"And you think it is the same with us?" I asked.

"Yes, of course," he said, "but in a different way."

A small breath of air had been blowing from the garden through the open doors that led out to the patio and the room was faintly perfumed with the scent of springtime bloom. And through the doors as well came the distant muttering of a plane as it circled over the Potomac to line up for a landing on the field across the river.

"In a different way," he said. "I'd have to think it out. Not the kind of ogres, perhaps, that the caveman dreamed. For his were physical and most of those conjured up today, I would imagine, would be intellectual."

I had the feeling that he was about to say much more about this strange conceit of his, but at that moment his nephew, Philip Freeman, came into the room. Philip, who worked at State, had a strange and amusing story to tell about a visiting VIP and after that our talk had fallen to other things and there was no further mention of our haunting.
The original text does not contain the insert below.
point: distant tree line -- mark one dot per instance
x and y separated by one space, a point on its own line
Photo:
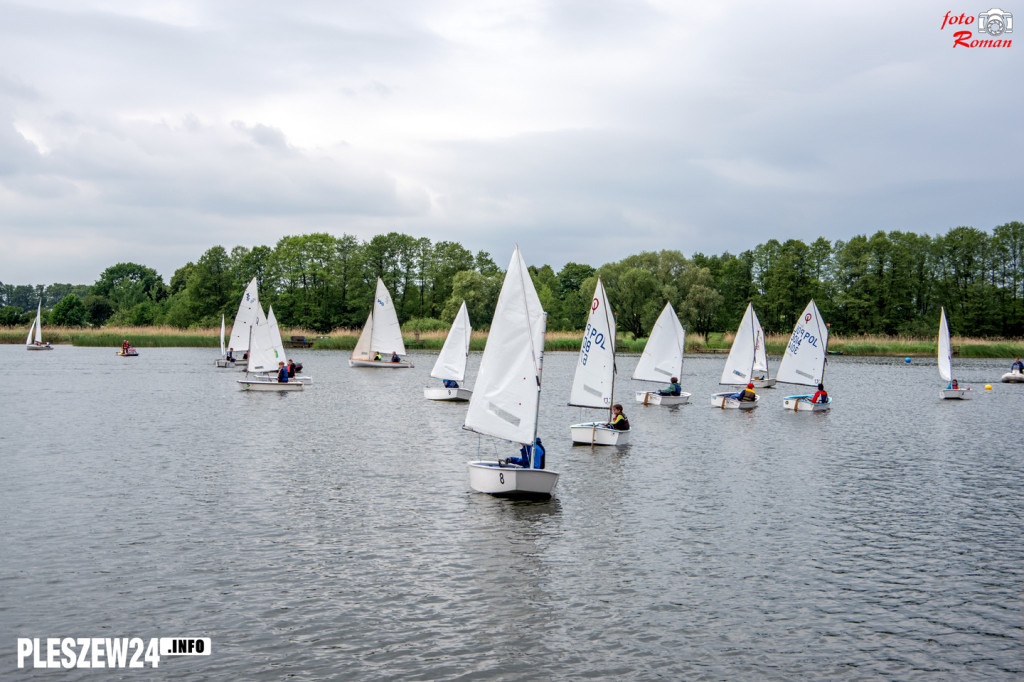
890 283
Up ahead of me loomed the warning sign for the exit to the Old Military Road and I cut my speed to make the turn and once I was on the road I cut it even further. After several hundred miles of steady driving at a cruising speed of eighty miles an hour, forty seemed like crawling and forty was too fast for the kind of road I found myself upon.

I had, in fact, almost forgotten that there could be a road like this. At one time it had been blacktop, but in many stretches the blacktop had broken up in some springtime thaw and the surface had been patched with crushed rock which, through years of wear, had been pulverized into a fine white dust. The road was narrow and this narrowness was underlined by a heavy growth of brush, almost like a hedge, which had grown in on either: side, encroaching on the shoulders so that one moved through a leafy avenue that made the road seem a shallow, twisting ditch.